There will be no live audience during this debate, just like the first televised presidential debate, which took place between John F. Kennedy and Richard Nixon on Sept. 26, 1960.

Presidential candidates Sen. John F. Kennedy (R) and Vice President Richard M. Nixon at the fourth and final of their televised presidential debates at ABC Studios in New York City on Oct. 21, 1960. (Pictorial Parade/Archive Photos/Getty Images)

The first Kennedy–Nixon debate drew more than 65 million viewers and was believed to have a significant effect on the election’s outcome.

Irwin Gellman, a presidential historian, points out a notable contrast between this year’s debate and the 1960 debate, highlighting the decline of civility over the years.

“The debates that they had were more like question-and-answer sessions. They weren’t really confrontational, and I expect the debates in 2024 will be very confrontational,” he told The Epoch Times.

Mr. Gellman, author of “Campaign of the Century: Kennedy, Nixon, and the Election of 1960,” said he believes that the U.S. political landscape has transformed dramatically since the 1960s.

Today, TV networks and commentators are more focused on capturing a larger audience share, he noted.
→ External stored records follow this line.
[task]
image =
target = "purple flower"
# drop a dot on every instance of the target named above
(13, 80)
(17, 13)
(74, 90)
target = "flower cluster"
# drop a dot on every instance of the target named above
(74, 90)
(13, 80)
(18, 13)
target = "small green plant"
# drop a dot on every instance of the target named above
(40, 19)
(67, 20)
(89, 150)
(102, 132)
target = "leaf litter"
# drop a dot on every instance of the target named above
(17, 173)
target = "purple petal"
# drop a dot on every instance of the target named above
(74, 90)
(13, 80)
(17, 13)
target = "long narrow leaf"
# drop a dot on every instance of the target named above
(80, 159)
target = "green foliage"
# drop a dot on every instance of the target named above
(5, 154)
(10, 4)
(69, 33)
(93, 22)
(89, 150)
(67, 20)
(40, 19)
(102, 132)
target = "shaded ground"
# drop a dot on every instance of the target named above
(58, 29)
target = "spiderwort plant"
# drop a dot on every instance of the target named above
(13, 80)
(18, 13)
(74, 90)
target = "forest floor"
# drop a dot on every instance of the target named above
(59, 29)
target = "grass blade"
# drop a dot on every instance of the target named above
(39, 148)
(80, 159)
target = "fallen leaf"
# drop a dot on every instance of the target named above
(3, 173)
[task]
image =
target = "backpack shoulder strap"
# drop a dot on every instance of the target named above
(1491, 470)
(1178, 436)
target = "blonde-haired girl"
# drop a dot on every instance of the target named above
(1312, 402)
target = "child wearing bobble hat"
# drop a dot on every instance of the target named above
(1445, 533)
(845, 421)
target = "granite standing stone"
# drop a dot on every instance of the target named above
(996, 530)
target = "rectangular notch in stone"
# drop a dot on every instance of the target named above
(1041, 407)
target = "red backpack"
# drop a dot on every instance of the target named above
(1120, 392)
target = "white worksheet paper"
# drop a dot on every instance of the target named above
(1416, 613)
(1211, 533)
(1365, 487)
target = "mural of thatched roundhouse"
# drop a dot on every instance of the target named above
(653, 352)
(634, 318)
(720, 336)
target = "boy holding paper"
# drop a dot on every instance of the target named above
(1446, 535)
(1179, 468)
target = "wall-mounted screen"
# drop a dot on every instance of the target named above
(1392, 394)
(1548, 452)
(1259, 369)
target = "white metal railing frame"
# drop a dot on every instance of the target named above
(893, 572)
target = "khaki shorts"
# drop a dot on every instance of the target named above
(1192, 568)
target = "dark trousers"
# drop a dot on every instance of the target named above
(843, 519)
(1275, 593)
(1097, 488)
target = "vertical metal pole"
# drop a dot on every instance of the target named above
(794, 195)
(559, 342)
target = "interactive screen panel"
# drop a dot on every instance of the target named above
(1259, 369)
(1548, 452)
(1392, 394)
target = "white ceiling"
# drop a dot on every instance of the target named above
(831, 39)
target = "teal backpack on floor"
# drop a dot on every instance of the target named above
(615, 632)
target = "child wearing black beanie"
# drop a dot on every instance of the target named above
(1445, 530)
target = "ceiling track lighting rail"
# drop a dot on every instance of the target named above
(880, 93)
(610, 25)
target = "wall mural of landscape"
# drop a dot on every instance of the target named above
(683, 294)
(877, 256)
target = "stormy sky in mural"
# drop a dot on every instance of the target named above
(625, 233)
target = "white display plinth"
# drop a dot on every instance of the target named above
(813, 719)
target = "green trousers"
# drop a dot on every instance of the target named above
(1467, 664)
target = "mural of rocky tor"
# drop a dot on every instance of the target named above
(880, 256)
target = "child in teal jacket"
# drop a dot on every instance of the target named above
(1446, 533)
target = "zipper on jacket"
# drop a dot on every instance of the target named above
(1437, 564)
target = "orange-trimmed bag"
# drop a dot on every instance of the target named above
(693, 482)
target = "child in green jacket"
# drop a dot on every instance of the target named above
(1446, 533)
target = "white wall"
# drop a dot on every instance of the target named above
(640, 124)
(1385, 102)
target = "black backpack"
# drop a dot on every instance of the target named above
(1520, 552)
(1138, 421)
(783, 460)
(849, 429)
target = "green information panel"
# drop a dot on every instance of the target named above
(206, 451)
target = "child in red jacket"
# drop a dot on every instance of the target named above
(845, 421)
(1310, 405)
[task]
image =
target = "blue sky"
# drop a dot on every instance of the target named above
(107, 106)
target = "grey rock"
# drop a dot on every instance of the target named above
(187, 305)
Unlike in 1960, when the idea was to watch a civil debate, the goal in 2024 appears to be creating a “circus to raise TV ratings.”

Debate Context: Who Will Benefit Most?

Former President Trump has often commented on the context of the debate as unfavorable to himself. In particular, he has said the host network, CNN, and the moderators, Dana Bash and Jake Tapper, are biased against him.

Yet the former president has indicated that he chose to accept these unfavorable terms because he was eager to debate his opponent.

“They gave me an offer I couldn’t accept—and I said, ‘I’ll do it,’” he told a rally audience on June 22.

Mr. Olsen said he believes the setting favors neither candidate.

“That’s the sort of thing that’s not really picked up on by individuals who are actually going to decide the election,” Mr. Olsen said. “I think much more important is how a person appears, how a person presents themselves, the arguments that they make.”

Each candidate will get a pen, a pad of paper, and a bottle of water. However, props and prewritten notes are not permitted onstage.

In addition, no interaction with campaign staff is allowed during the entire event, including the breaks.

This year, the debate has a unique rule in that the microphones will be muted when it’s not the candidate’s turn to speak.

“President Biden’s campaign asked for those stipulations, so they must believe it helps,” Ms. Setzer said.

“And it‘ll certainly help him get out his message. But Trump lost the debate in 2020 because he couldn’t stop interrupting. He lost on ‘style’ as much as anything. So I’m not sure who it’ll help.”

After winning the coin toss, President Biden chose his position on the stage, CNN announced on June 20. He picked the podium on the right side of the TV viewers’ screens.

In return, President Trump will have the final word in the debate, delivering his closing statements after President Biden.

“If I had been advising President Biden, I would have suggested that he speak last,” Ms. Hult said, adding that the candidate who speaks last gets to respond to his opponent’s final words.

Rhonda Marquardt watches the final presidential debate between President Donald Trump and former Vice President Joe Biden in San Antonio on Oct. 22, 2020. (Sergio Flores/Getty Images)

Debate’s Effect on Voters

The effect of the debate may largely depend on who chooses to watch. Pollsters estimate the number of true undecided voters sits at 5 to 10 percent of the electorate, which may be a small percentage of debate watchers.

And poll numbers are unlikely to shift significantly unless one of these candidates does something extremely outlandish, experts say.

Yet the first debate is usually the most-watched, according to Mr. Olsen, and incumbent presidents usually perform worse on their first outing and depend on later debates to recover.

“What we don’t know is how this will be received in the middle of the summer,” Mr. Olsen said. “Will 65 million people tune in?”

Ms. Hult agreed and predicts the debate would have little effect on the polls.

In the short term, there may be some movement in the polls; however, the long-term effect on voting behavior is less clear, she said.